El divorcio en Hollywood es total. Mientras Billie Eilish advirtió que la IA está destruyendo la creatividad de los jóvenes artistas y Scarlett Johansson demandó a una empresa por clonar su voz sin permiso, del otro lado Gwyneth Paltrow y Ashton Kutcher están invirtiendo millones en startups de inteligencia artificial para hacer películas más baratas y rápidas.
El miedo no es nuevo. Keanu Reeves dijo que la tecnología le da escalofríos, Jenna Ortega confesó que borró su Twitter a los 14 años por los deepfakes sexuales que le hicieron, y ahora Andrew Garfield contó que, después de interpretar a Sam Altman, el jefe de ChatGPT, en la película “Artificial”, dejó de usar la app por completo.
En la vereda opuesta, la plata manda.
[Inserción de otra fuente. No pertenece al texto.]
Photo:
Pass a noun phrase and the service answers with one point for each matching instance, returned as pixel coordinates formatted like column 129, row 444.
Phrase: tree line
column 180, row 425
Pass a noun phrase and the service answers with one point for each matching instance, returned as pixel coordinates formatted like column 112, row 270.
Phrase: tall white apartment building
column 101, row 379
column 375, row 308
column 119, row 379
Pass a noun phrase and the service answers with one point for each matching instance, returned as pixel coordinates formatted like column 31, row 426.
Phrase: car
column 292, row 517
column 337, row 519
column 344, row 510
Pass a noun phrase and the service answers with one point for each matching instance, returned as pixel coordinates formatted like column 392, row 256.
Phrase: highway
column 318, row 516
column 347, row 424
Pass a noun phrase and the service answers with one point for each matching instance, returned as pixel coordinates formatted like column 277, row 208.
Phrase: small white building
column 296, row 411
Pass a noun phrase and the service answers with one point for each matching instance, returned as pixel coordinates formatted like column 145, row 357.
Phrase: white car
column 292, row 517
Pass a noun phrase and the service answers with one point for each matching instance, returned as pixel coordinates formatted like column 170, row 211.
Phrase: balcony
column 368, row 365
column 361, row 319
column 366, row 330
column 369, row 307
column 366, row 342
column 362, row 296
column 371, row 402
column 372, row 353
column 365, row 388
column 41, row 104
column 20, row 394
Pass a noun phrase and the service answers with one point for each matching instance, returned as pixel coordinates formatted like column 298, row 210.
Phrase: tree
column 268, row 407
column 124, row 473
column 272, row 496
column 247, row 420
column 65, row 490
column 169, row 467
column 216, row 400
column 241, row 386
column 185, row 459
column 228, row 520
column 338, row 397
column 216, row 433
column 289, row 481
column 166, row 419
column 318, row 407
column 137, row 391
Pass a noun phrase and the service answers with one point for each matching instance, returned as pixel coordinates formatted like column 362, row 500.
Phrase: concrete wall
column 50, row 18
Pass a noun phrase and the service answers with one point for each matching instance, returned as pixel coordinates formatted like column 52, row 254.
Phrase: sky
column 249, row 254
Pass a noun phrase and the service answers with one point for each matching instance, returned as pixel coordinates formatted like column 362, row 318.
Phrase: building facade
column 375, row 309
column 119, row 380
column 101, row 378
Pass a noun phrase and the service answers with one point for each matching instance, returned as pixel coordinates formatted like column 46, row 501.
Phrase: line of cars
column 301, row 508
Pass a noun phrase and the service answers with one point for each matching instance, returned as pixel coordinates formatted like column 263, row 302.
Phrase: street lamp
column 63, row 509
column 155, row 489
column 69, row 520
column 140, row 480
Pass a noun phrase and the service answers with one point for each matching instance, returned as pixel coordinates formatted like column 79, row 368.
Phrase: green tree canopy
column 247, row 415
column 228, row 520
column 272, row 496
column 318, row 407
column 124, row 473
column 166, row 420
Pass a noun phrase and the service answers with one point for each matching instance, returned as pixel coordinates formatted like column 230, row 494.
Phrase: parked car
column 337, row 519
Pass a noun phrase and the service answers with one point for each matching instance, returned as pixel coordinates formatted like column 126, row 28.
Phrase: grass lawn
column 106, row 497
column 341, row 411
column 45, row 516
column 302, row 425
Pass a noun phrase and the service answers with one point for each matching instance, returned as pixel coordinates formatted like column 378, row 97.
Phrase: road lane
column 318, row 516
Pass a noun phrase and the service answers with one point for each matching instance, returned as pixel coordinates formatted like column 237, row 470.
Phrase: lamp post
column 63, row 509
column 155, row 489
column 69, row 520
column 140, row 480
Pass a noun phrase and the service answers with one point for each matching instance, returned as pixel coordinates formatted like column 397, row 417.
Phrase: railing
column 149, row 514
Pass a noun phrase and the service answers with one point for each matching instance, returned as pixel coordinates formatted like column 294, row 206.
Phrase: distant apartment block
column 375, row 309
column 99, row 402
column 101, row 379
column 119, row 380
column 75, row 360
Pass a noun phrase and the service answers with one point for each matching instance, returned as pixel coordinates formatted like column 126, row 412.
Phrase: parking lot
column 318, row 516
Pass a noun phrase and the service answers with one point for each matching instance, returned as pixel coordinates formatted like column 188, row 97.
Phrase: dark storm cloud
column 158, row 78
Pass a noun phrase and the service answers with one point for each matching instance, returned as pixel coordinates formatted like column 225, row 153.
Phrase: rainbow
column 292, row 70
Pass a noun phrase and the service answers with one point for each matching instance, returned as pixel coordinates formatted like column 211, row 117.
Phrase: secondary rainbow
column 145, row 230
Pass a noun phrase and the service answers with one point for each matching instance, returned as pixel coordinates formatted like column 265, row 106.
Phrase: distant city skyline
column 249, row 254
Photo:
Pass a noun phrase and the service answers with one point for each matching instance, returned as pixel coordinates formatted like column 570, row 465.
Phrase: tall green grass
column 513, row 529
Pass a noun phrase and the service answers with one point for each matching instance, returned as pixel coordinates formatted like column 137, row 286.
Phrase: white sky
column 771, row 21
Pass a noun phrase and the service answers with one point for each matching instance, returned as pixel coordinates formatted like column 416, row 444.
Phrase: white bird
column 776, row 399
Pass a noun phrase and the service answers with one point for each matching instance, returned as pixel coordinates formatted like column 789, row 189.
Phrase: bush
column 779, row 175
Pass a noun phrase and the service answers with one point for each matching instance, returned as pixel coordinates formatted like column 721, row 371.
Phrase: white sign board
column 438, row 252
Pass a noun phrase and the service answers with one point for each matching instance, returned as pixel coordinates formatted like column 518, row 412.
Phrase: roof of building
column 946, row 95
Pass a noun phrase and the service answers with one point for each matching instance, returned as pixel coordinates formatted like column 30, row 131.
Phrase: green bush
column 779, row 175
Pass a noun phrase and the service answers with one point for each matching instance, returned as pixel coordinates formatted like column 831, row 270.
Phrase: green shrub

Ben Affleck defendió usar IA para escribir guiones, Grimes creó una voz artificial de ella misma para que cualquier fan haga canciones y gane 50 % de regalías, y Snoop Dogg se asoció con una empresa que clona voces de raperos muertos. “Es el futuro, te subís o te quedás”, dijo Kutcher en una charla este mes.
Por eso, plataformas como Spotify ahora van a marcar con una etiqueta “persona IA” a los artistas que no existen y Deezer reveló que la mitad de las canciones que le suben a diario ya son hechas con un prompt.
La guerra ya no es si la IA llega a la farándula, es quién va a cobrar por ella.